A further concern regarding Tajikistan’s membership in the EAEU is the country’s border with Afghanistan and the amount of cross-border narcotics trafficking that is suspected of to take place. Tajikistan joining the customs union could open up fellow member-states to Afghan narcotics (AsiaPlusTJ, September 20, 2023).

Sputnik’s Georgian publication amplifies pro-EAEU voices, including pro-EAEU economists, who have emphasized what Georgia would gain from access to the trade bloc’s logistics and that it would not be subject to comprehensive political reforms as is the case with EU integration (Sputnik.ge, August 8, 2023). It is unclear whether Georgia will pursue membership in the bloc as relations with the European Union deteriorate (see EDM, December 10, 2024). One of the EAEU’s primary goals, however, is the creation of a free transit zone across the Eurasian space. This includes tenders for the modernization of Georgian state railways that were suddenly altered in 2023 to only allow competition from firms that sold railway technology that conformed to EAEU standards, pushing out Austrian firms and drawing ire from transparency non-governmental organizations (NGO) (Civil.Ge, November 10, 2023).

Moldova has had observer status in the organization since 2018, but has decisively moved toward European integration since the start of Russia’s full-scale invasion of Ukraine in 2022. As Moldova’s former Defense Minister, Anatol Shalaru, noted that joining the trade bloc is now impossible from a logistical point of view, as the landlocked country shares no borders with EAEU members, and exports would need to travel through Ukraine (Nokta.md, August 1, 2024). None of the main candidates for Moldova’s recent presidential election mentioned the EAEU, and the candidates considered formal EU membership inevitable (RTVI, October 19, 2024; see EDM, October 31, 2024).
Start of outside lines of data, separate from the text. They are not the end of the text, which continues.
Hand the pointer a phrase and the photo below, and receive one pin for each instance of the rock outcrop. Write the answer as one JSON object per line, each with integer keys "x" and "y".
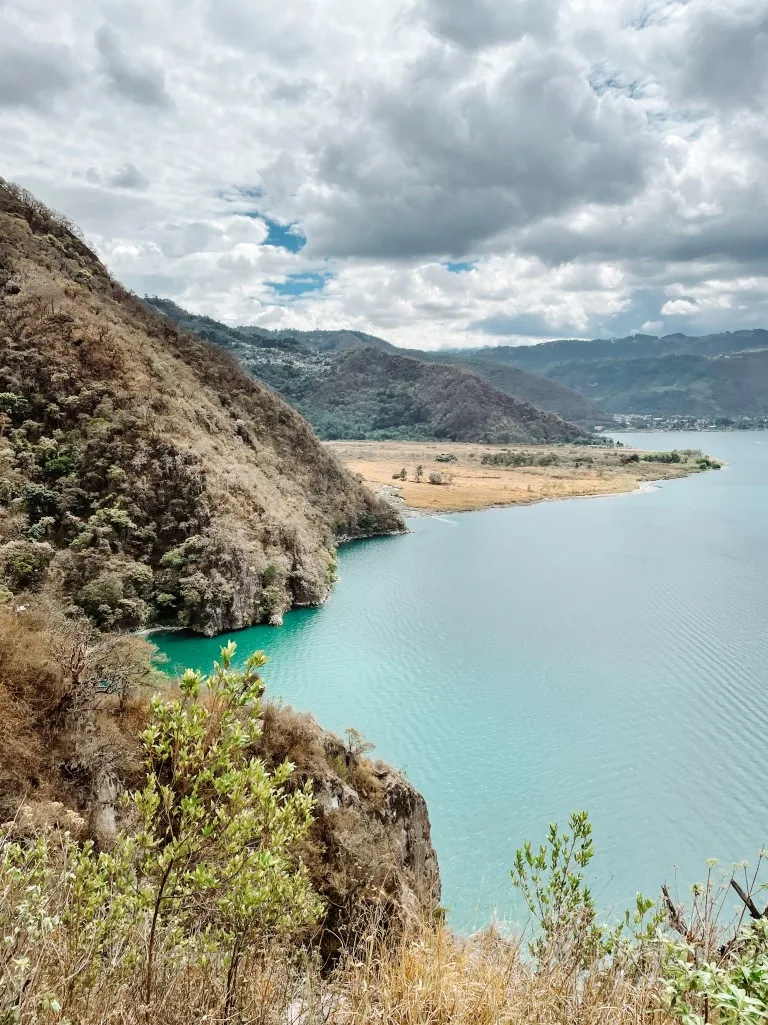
{"x": 370, "y": 854}
{"x": 145, "y": 477}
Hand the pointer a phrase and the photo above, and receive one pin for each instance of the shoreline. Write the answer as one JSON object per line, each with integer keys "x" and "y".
{"x": 645, "y": 487}
{"x": 472, "y": 478}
Russia’s Deputy Premier Minister Aleksei Overchuk reacted to the approval of legislation by Armenia’s Parliament to begin the accession process into the European Union by comparing the move with purchasing a ticket for a trip on the Titanic. He also underscored that the European Union’s free trade zone would be incompatible with the EAEU and warned that energy prices would increase and Armenia’s export market would shrink dramatically (Rossisskaya Gazeta, January 9).
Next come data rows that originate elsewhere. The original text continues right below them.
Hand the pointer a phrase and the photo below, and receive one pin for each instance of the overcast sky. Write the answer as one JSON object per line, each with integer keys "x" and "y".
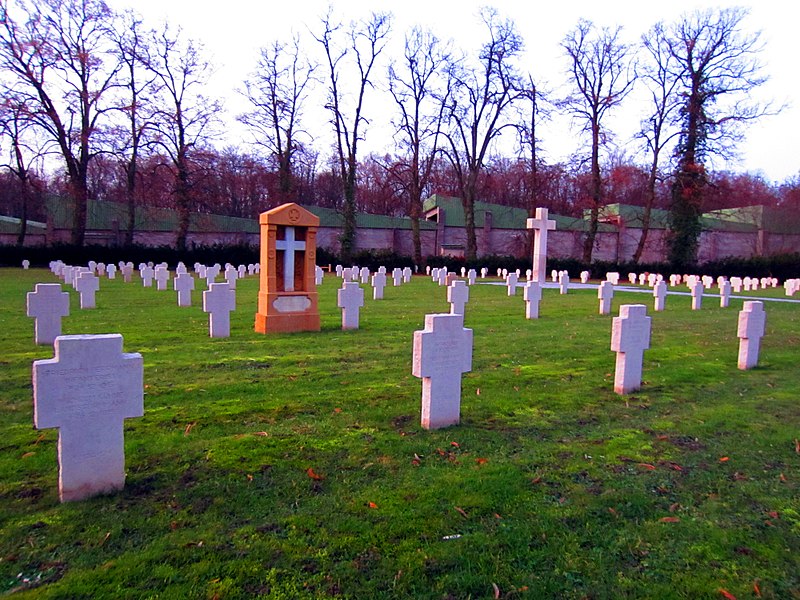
{"x": 234, "y": 31}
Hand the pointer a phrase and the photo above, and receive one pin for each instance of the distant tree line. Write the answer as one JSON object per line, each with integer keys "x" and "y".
{"x": 123, "y": 109}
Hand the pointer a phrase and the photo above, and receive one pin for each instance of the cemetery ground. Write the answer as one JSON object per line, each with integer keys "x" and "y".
{"x": 294, "y": 466}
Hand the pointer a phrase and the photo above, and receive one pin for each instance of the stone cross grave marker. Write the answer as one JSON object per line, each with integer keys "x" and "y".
{"x": 752, "y": 325}
{"x": 184, "y": 284}
{"x": 87, "y": 391}
{"x": 540, "y": 225}
{"x": 724, "y": 294}
{"x": 47, "y": 304}
{"x": 630, "y": 337}
{"x": 87, "y": 285}
{"x": 218, "y": 301}
{"x": 350, "y": 298}
{"x": 532, "y": 294}
{"x": 378, "y": 283}
{"x": 697, "y": 294}
{"x": 457, "y": 296}
{"x": 511, "y": 284}
{"x": 161, "y": 277}
{"x": 605, "y": 292}
{"x": 146, "y": 273}
{"x": 442, "y": 353}
{"x": 660, "y": 295}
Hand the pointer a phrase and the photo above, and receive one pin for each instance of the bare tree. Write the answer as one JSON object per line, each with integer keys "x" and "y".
{"x": 277, "y": 92}
{"x": 420, "y": 90}
{"x": 184, "y": 117}
{"x": 367, "y": 40}
{"x": 600, "y": 76}
{"x": 26, "y": 147}
{"x": 717, "y": 67}
{"x": 478, "y": 111}
{"x": 139, "y": 88}
{"x": 657, "y": 131}
{"x": 61, "y": 60}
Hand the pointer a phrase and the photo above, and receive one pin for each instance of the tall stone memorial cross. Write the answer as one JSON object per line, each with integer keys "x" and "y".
{"x": 442, "y": 353}
{"x": 218, "y": 301}
{"x": 540, "y": 225}
{"x": 724, "y": 294}
{"x": 161, "y": 277}
{"x": 184, "y": 284}
{"x": 87, "y": 391}
{"x": 697, "y": 294}
{"x": 458, "y": 296}
{"x": 511, "y": 283}
{"x": 752, "y": 324}
{"x": 532, "y": 294}
{"x": 287, "y": 298}
{"x": 630, "y": 337}
{"x": 378, "y": 283}
{"x": 87, "y": 284}
{"x": 660, "y": 295}
{"x": 605, "y": 292}
{"x": 350, "y": 298}
{"x": 47, "y": 304}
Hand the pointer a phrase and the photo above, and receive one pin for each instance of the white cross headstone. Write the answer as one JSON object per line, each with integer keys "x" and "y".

The EAEU was initially proposed by the first President of Kazakhstan, Nursultan Nazarbayev. He recognized that his country, a land-locked state sharing a vast border with Russia, would remain dependent on its northern neighbor for pipelines and logistics, leading him to propose the project in 1994 (Kazpravda.kz, accessed February 25). His dream of a free trade zone in a world increasingly dominated by such agreements transformed Putin’s hands into a geopolitical project designed to cement Russia’s influence over Eurasia. Unfortunately for Moscow, events over the past year have underscored the bloc’s inability to draw other states in its immediate neighborhood into formal membership, while fears continue to grow in Moscow that Armenia will decisively exit the organization. The trade bloc remains one of the Kremlin’s most important priorities and should be closely monitored to understand the shifting dynamics and competing interests in the region, as well as potential challenges to Moscow’s dominance moving forward.